Dex sits down next to me and sets the lantern right by my head. It’s too bright.
“Get that thing out of here,” I groan.
“So the kamikaze awakens,” Dex says. She bites her bottom lip, tilts her head sideways. “You know, I warned Rhone that you weren’t ready to go out so close to the Dark Time alone. You think you’ve got a hold on the system, Zephyr, but you’re wrong. You’re getting weaker, the longer you’re away from Meadow.” She sighs, cracks her knuckles. “Ah, whatever. You’re back to normal now, I guess. It’s all in the eyes.”
I’ve been living with Dex for weeks and it only now hits me that she reminds me of Talan. A mouth that just won’t quit. “Where’s Rhone?” I ask. My head feels heavy. “I need to talk to him.”
I can see now that I’m back in what we call the Shack. Rounded tunnel walls, water dripping down the sides. The awful smell of sewage. And in the distance, the sounds of the Graveyard. Seagulls cawing, the hisses and clicks of cockroaches, and sometimes, faraway screams.
I relax. At least I’m safe. For now.
“How did you find me?” I ask.
Dex smiles. “I’m always watching you, Zephyr.”
I laugh. If anyone else said something so creepy, I’d be freaked out of my mind. But Dex is just . . . Dex. There’s something sort of comforting, something Talan-like, about the crazy side of this little girl. It shows up at random and usually inappropriate times. She’s the comic relief in the middle of such a dark, screwed-up world.
Dex points beside me, on the concrete floor, where there’s a half-eaten chunk of bread. I scoop it up and devour the thing. It’s dry and it tastes terrible, but as soon as it’s gone I want more.
“Anyways . . .” Dex says, giggling at me, “I’ll get Rhone.”
“I’m already here,” a guy says from the shadows. He comes closer to the light. Black hair. Piercing blue eyes. Solid Leech-like shoulders.

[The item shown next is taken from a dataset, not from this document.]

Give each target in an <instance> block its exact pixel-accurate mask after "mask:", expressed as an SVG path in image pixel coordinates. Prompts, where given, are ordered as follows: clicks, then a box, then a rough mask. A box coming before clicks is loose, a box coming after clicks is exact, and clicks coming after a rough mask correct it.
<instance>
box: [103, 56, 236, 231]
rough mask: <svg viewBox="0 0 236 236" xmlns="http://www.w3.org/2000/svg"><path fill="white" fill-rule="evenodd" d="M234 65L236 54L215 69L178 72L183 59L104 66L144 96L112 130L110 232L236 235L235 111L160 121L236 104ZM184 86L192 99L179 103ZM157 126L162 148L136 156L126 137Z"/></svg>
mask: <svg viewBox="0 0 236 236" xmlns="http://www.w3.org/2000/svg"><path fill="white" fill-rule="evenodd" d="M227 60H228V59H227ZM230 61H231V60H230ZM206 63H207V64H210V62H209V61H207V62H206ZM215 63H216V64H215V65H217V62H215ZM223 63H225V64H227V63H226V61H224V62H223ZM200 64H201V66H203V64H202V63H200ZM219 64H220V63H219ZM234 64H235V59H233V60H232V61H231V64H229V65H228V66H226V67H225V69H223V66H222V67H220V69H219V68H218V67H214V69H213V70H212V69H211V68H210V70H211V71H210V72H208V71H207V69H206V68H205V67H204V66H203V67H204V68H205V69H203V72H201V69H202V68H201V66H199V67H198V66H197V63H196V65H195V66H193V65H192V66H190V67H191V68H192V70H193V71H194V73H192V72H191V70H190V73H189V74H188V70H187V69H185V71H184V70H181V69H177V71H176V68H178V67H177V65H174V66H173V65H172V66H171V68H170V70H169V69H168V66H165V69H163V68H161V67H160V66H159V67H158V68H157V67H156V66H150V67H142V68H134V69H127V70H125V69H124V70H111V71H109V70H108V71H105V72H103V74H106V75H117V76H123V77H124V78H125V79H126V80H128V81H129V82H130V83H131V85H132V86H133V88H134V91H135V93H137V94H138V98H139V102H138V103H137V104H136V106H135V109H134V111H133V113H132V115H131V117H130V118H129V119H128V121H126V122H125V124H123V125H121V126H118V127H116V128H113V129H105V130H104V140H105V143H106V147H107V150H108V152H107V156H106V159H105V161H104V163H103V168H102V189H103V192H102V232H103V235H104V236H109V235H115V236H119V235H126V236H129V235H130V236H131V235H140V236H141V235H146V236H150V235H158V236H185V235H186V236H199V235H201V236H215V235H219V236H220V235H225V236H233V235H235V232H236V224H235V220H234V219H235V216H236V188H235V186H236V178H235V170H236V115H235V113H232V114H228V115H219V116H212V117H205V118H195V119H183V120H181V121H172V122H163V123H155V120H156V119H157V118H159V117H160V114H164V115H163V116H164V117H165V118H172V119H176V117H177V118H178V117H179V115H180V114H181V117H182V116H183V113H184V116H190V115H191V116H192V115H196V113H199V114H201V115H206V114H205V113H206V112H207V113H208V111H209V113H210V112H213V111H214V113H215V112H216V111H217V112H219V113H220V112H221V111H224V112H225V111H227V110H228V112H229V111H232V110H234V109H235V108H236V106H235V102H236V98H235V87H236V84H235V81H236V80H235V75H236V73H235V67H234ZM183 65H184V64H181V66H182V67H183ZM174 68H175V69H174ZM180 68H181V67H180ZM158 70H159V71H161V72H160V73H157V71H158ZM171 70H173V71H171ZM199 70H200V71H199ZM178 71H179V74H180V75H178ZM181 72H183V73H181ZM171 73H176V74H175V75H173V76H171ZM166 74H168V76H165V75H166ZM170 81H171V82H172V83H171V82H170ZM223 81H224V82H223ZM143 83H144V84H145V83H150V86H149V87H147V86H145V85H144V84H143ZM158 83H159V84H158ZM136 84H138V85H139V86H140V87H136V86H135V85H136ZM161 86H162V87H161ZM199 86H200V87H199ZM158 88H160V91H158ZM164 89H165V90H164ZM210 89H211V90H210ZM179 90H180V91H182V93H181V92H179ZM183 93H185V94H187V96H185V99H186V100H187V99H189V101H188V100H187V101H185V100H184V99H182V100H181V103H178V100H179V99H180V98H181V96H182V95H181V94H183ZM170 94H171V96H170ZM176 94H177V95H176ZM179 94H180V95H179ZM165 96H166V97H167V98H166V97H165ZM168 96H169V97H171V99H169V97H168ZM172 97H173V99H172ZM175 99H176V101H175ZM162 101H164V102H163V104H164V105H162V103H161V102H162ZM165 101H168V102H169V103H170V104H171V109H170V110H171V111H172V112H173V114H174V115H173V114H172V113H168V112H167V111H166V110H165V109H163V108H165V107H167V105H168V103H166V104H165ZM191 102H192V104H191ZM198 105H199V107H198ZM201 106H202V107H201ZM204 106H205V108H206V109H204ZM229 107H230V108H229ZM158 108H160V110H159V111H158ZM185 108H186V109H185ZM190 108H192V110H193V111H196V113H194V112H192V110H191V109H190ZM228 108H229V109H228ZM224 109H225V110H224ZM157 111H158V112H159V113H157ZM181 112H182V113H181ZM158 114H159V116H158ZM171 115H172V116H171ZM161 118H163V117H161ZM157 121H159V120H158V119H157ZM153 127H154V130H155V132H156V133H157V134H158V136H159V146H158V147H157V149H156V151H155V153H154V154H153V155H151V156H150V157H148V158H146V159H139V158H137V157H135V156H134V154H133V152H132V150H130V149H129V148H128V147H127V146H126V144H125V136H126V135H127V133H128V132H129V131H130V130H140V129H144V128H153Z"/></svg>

“Rhone,” I say, and I try to stand but my legs buckle. Dex helps me back down, pats my head like I’m her pet dog. “I controlled it. I finally got to choose my victim, like we’ve been practicing.”

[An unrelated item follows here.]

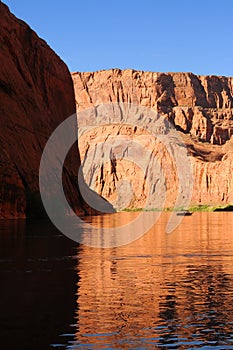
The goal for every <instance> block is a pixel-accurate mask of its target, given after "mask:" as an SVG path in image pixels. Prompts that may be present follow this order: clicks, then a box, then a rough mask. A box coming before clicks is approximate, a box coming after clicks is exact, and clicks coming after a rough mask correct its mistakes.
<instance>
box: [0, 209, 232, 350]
mask: <svg viewBox="0 0 233 350" xmlns="http://www.w3.org/2000/svg"><path fill="white" fill-rule="evenodd" d="M133 215H135V214H133V213H119V214H114V215H113V216H114V222H115V224H116V222H123V221H125V220H126V221H127V220H128V219H129V218H130V217H131V216H133ZM168 215H169V214H166V213H164V214H163V215H162V216H161V218H160V220H159V222H158V223H157V224H156V226H155V227H154V228H153V229H152V230H150V232H148V233H147V234H145V235H144V236H143V237H142V238H140V239H139V240H137V241H135V242H133V243H131V244H129V245H127V246H123V247H119V248H111V249H97V248H91V247H88V246H83V245H78V244H77V243H74V242H72V241H70V240H69V239H68V238H66V237H64V236H62V235H61V234H60V233H59V232H57V231H56V230H55V229H54V228H53V227H52V226H50V225H48V224H46V223H43V222H40V223H39V222H34V223H30V224H26V223H25V222H24V221H19V222H9V221H8V222H0V224H1V229H0V231H1V232H0V281H1V289H0V349H30V350H33V349H35V350H37V349H38V350H43V349H148V348H151V349H156V348H164V349H196V348H198V349H212V348H213V349H233V239H232V238H233V229H232V224H233V213H196V214H194V215H192V216H191V217H185V218H184V220H183V221H182V223H181V225H180V226H179V227H178V229H176V231H174V232H173V233H172V234H166V233H164V227H165V224H166V222H167V220H168ZM112 218H113V217H109V216H105V217H99V218H97V217H96V218H93V222H94V223H95V224H96V225H104V226H106V225H108V224H109V222H111V220H113V219H112Z"/></svg>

Rhone chuckles under his breath, runs a hand through his dark hair. “Yeah, that’s great and all, Zero, but you chose the entire Leech Compound as your victim.”
“I . . . what?”
I try to piece together what happened last night, but it’s all fragments. That’s something that will probably never change. I think I remember. . . .
“Lark,” I whisper. “She triggered it a second time on me. It was like she used some sort of remote trigger on me. Some sort of phrase or something.”
Rhone nods, scratches his chin, and in reality that means he’s thinking, Yeah, okay, Zero. Suuuure.
Dex giggles again. “It’s lucky we found you before the Leeches did. I wasted my last ounce of chloroform on your sorry self, you know.”
“How did you even get that?” I ask. Then I remember Lark again, our encounter on the beach. “Did you find Lark?”
Rhone shakes his head. “I would have. But your little episode sort of took the lead on the mission, Zero.” He shrugs. “You should rest. We’ll regroup later today.”
He’s wrong.
I don’t need to rest at all. I have a rescue mission to plan. I have Leeches to kill, and Lark, the creator of the system, to find.
“We have one week left,” I whisper, as Rhone turns to leave.
“Actually, we have six days,” Dex corrects me.
Rhone throws her a look that could kill.
I think back to weeks ago, when Meadow was first lost to me. I barely made it back to the Resistance, to their Headquarters underground, with a gaping hole in my head. Dex, and the nanites in my system, nursed me back to health, and when I was ready, I recounted everything that happened inside of the Leech building.
How our partner, Sketch, was left behind, bleeding out. How Lark escaped, and is nowhere to be found. How Talan died. The way the light in her eyes went out, the way she shouted her daughter’s name with her very last breath.
But I held one detail back.
I didn’t tell them what I still hold close to me now, the one thing I swore to myself I’d never tell.